In this lab, you will gain hands-on experience with Apache Kafka, a distributed streaming platform that plays a key role in processing large-scale real-time data. You will establish a connection to a Kafka broker, produce and consume messages, and explore Kafka command-line tools. This lab will prepare you for your group project, where you'll work with Kafka streams.
To receive credit for this lab, show your work to the TA during recitation.
- Establish a secure SSH tunnel to the Kafka server. Explain to the TA about Kafka Topic and Offsets. How do they ensure message continuity if a consumer is disconnected?
- Modify starter code to implement producer and consumer modes for a Kafka topic.
- Use Kafka's CLI tools to manage and monitor Kafka topics and messages.
- Clone the starter code from this Git repository.
- The repository includes a python notebook for Kafka producer and consumer model.
- Install the Kafka Python package by running:
python -m pip install kafka-python
- Use SSH to create a tunnel to the Kafka server:
ssh -L <local_port>:localhost:<remote_port> <user>@<remote_server> -NTf
- Test the Kafka server connection to ensure it's operational.
Refer TODO sections in the script. Edit the bootstrap servers and add 2-3 cities of your choice. Run the code to write to Kafka stream.
Modify the TODO section by filling appropriate parameters/arguments in the starter code. Verify Kafka_log.csv
.
Ref: KafkaProducer Documentation
KafkaConsumer Documentation
Kcat is a CLI (Command Line Interface). Previously known as kafkacat.
Install with your package installer such as:
- macOS:
brew install kcat
- Ubuntu:
apt-get install kcat
- Note for Windows Users: Setting up kcat on Windows is complex. Please work in pairs with someone with mac/Ubuntu during recitation for this deliverable. The purpose is to understand CLI which will be helpful in the group project for using Kafka on Virtual machines (Linux based).

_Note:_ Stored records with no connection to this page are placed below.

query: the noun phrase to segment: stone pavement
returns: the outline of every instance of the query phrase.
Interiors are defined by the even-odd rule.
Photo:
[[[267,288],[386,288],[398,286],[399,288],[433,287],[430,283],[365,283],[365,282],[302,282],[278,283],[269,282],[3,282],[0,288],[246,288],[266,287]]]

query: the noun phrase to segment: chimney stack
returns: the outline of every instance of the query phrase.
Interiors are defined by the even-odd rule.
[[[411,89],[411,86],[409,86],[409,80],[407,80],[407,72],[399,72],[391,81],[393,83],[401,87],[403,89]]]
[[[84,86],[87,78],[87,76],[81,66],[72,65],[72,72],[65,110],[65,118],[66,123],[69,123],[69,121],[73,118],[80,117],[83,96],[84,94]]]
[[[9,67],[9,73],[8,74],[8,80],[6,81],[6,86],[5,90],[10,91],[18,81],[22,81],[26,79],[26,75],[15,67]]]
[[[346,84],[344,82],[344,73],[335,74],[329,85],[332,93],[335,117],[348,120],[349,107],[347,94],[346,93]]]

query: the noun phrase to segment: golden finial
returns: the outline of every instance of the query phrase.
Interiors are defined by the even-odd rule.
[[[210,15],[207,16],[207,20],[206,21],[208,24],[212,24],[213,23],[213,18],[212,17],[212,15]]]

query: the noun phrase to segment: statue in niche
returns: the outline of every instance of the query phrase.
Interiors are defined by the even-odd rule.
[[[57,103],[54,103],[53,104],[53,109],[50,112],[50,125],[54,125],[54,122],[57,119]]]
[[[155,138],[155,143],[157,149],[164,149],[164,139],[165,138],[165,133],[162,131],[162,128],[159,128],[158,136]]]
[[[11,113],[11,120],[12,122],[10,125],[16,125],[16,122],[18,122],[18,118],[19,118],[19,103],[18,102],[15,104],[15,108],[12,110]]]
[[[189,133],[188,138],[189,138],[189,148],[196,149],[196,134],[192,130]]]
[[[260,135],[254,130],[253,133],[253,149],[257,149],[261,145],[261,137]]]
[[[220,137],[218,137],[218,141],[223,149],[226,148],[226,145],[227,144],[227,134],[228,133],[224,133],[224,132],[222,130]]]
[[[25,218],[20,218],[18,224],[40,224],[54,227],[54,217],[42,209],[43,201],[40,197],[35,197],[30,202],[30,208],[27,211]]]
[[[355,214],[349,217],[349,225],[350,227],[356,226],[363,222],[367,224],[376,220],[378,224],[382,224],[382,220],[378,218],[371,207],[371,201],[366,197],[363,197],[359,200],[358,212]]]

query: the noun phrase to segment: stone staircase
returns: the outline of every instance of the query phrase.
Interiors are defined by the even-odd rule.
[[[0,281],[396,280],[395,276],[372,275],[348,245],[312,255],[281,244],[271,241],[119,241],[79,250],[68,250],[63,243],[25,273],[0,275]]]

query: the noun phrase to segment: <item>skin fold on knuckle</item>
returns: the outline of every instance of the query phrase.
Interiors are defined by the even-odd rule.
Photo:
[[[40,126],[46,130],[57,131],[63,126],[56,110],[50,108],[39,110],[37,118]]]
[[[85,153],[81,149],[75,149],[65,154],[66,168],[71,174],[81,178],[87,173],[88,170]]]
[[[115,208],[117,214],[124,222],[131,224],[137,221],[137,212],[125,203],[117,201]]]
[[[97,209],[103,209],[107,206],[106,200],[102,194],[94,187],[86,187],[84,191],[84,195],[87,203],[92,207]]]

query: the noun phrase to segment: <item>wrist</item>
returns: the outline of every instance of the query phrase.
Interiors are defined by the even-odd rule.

Using the kcat documentation, write a command that connects to the local Kafka broker, specifies a topic, and consumes messages from the earliest offset.
Ref: kcat usage
kcat GitHub
For your group project you will be reading movies from the Kafka stream. Try finding the list of all topics and then read some movielog streams to get an idea of what the data looks like:
kcat -b localhost:9092 -L